2018-01-10 12:21 GMT+01:00 Piotr Nowojski <pi...@data-artisans.com>:

> Hi,
>
> Could you elaborate what is the problem that you are having? What is the
> exception(s) that you are getting? I have tested such simple example and
> it’s seems to be working as expected:
>
> DataStreamSource<Integer> input = env.fromElements(1, 2, 3, 4, 5, 1, 2, 3);
>
> DataStreamSource<Integer> confStream = env.fromElements(42);
>
> input.keyBy(new MyKeySelector()).connect(confStream.broadcast()).process(new MyCoProcessFunction()).print();
>
>
> Thanks, Piotrek
>
> On 10 Jan 2018, at 10:01, anujk <ku...@gmail.com> wrote:
>
> Currently we have an Flink pipeline running with Data-Src —> KeyBy —>
> ProcessFunction.  State Management (with RocksDB) and Timers are working
> well.
> Now we have to extend this by having another Config Stream which we want to
> broadcast to all process operators. So wanted to connect the Data Stream
> with Config Stream (with Config Stream being broadcast) and use
> CoProcessFunction to handle both streams.
>
> KeyBy uses Hash based partitioning and also if we write CustomPartitioner
> it
> can return only one partition (Array of SelectedChannel option as in
> BroadcastPartitioner is not allowed).
> Would have liked this to work —
> dataStream.keyBy().connect(confStream.broadcast()).process(…
> RichCoProcessFunction()…)
> but it says both stream must be keyed.
>
> Is there any way to make this work?
>
> dataStream.connect(confStream.broadcast()).flatMap(...
> RichCoFlatMapFunction() …) ==> broadcast works.

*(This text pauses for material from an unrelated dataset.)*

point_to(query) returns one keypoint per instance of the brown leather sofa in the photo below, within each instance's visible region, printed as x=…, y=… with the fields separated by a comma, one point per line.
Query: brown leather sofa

But we really want KeyBy
> and
> processFunction functionality.
>
> Thanks,
> Anuj
>
>
>
> --
> Sent from: http://apache-flink-user-mailing-list-archive.2336050.
> n4.nabble.com/
>
>
>

Re: Datastream broadcast with KeyBy

Posted by Piotr Nowojski <pi...@data-artisans.com>.
Hi,

Could you elaborate what is the problem that you are having? What is the exception(s) that you are getting? I have tested such simple example and it’s seems to be working as expected:

DataStreamSource<Integer> input = env.fromElements(1, 2, 3, 4, 5, 1, 2, 3);

DataStreamSource<Integer> confStream = env.fromElements(42);

input.keyBy(new MyKeySelector()).connect(confStream.broadcast()).process(new MyCoProcessFunction()).print();

Thanks, Piotrek

> On 10 Jan 2018, at 10:01, anujk <ku...@gmail.com> wrote:
> 
> Currently we have an Flink pipeline running with Data-Src —> KeyBy —>
> ProcessFunction.  State Management (with RocksDB) and Timers are working
> well.
> Now we have to extend this by having another Config Stream which we want to
> broadcast to all process operators. So wanted to connect the Data Stream
> with Config Stream (with Config Stream being broadcast) and use
> CoProcessFunction to handle both streams.
> 
> KeyBy uses Hash based partitioning and also if we write CustomPartitioner it
> can return only one partition (Array of SelectedChannel option as in
> BroadcastPartitioner is not allowed).
> Would have liked this to work —
> dataStream.keyBy().connect(confStream.broadcast()).process(…RichCoProcessFunction()…)
> but it says both stream must be keyed.
> 
> Is there any way to make this work?
> 
> dataStream.connect(confStream.broadcast()).flatMap(...
> RichCoFlatMapFunction() …) ==> broadcast works. But we really want KeyBy and
> processFunction functionality.
> 
> Thanks,
> Anuj
> 
> 
> 
> --
> Sent from: http://apache-flink-user-mailing-list-archive.2336050.n4.nabble.com/